Staudinger’s problems included substance abuse and mental health issues.
“Yeah, you kinda lose hope. You get stripped of your dignity and you kinda give up,” Staudinger said of his former life on the street.
In August, Staudinger left Camp Hope hoping to reclaim a bed at The Salvation Army’s Way Out Center. But the staff at the Center were dubious of Staudinger’s commitment to dealing with his addiction.
“It was, ‘Kevin are you really ready? ’Cause, we’ve already done this once before,’” recalled Gerriann Armstrong of the Way Out Center.
“When I had been there before, when it was a shelter, I wasn’t a very good guest. And they weren’t going to let me back, but now, they’re happy they did,” said a relieved Staudinger.
Staudinger got a second chance at The Way Out by first checking himself into Spokane’s Regional Stabilization Center.
“Well, for one, they made sure I got back on medications. They listened to my story. They helped individualize my help,” detailed Staudinger.
Spokane County, the City of Spokane, and local leaders stood up the Regional Stabilization Center last fall as a way of diverting people away from jail and steering them toward treatment.

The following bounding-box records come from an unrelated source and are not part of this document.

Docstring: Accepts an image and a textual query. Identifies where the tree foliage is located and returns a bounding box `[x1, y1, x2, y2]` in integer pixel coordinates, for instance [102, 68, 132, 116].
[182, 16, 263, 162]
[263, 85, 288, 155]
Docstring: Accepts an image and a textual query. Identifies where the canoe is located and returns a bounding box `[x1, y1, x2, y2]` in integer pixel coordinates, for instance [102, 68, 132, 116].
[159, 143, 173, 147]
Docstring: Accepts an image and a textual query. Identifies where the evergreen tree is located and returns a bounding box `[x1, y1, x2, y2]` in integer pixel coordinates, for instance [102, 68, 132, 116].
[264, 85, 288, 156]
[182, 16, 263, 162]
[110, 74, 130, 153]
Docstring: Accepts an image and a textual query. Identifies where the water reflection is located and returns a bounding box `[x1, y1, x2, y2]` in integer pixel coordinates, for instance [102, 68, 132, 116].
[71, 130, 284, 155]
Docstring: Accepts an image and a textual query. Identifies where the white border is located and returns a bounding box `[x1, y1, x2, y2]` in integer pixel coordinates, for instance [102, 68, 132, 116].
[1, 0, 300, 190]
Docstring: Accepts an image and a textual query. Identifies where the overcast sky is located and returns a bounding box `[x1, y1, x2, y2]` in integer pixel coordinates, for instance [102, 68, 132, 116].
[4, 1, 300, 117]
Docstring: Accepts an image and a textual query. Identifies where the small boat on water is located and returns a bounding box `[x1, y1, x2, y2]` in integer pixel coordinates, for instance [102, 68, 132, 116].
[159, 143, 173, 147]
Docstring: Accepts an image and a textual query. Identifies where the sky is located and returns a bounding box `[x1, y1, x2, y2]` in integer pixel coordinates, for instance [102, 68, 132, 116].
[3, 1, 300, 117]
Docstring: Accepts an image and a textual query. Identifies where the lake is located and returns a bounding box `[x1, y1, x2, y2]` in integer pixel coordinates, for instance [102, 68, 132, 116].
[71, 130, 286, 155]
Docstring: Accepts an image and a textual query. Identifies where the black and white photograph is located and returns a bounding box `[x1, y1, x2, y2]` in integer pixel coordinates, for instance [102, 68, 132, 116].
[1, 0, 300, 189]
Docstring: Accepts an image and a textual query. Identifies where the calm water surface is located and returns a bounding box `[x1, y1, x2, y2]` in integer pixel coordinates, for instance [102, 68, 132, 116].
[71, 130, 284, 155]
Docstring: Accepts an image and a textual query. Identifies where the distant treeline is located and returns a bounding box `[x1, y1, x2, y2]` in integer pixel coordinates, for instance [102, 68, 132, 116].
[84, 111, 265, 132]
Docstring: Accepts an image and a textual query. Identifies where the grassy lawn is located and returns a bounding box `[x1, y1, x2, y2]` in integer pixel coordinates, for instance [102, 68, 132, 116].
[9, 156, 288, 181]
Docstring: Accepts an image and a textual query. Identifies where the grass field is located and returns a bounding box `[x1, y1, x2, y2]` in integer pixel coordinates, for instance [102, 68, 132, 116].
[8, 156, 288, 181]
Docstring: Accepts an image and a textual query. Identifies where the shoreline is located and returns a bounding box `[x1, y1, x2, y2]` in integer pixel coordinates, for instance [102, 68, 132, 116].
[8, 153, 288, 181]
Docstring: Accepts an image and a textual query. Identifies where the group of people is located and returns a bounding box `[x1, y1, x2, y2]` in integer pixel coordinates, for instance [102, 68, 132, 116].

“And once he completed the 28-day inpatient program with Pioneer Stabilization, he made application to come back here,” Armstrong said of Staudinger’s rehab. Staudinger was able to avoid the temptations of his old lifestyle by re-enrolling at The Way Out and now, Staudinger has been clean and sober since September.
“You know, I can’t tell you how many people have come in and been honest about their last use, gone to stabilization and treatment, and knew that there was a bed here for them at The Way Out. And it made all the difference in the world,” added Armstrong.
“Well you know, every once in a while I pinch myself just to make sure I’m not dreaming,” Staudinger said of his newfound happiness.
Staudinger’s new apartment is now adorned with furnishings donated by the very same CHAS medical staff who treated him on the street.
“I’m gonna make a sign that says, ‘Homeless No More’, you wanna do that,” Staudinger asked a recent visitor.
Staudinger, who used to panhandle for change, has created a new cardboard sign that’s on display in his living room.
“I just wanted people to see this. Kinda little holiday cheer and humor. I’m homeless no more. Thank you Spokane,” Staudinger said with a smile.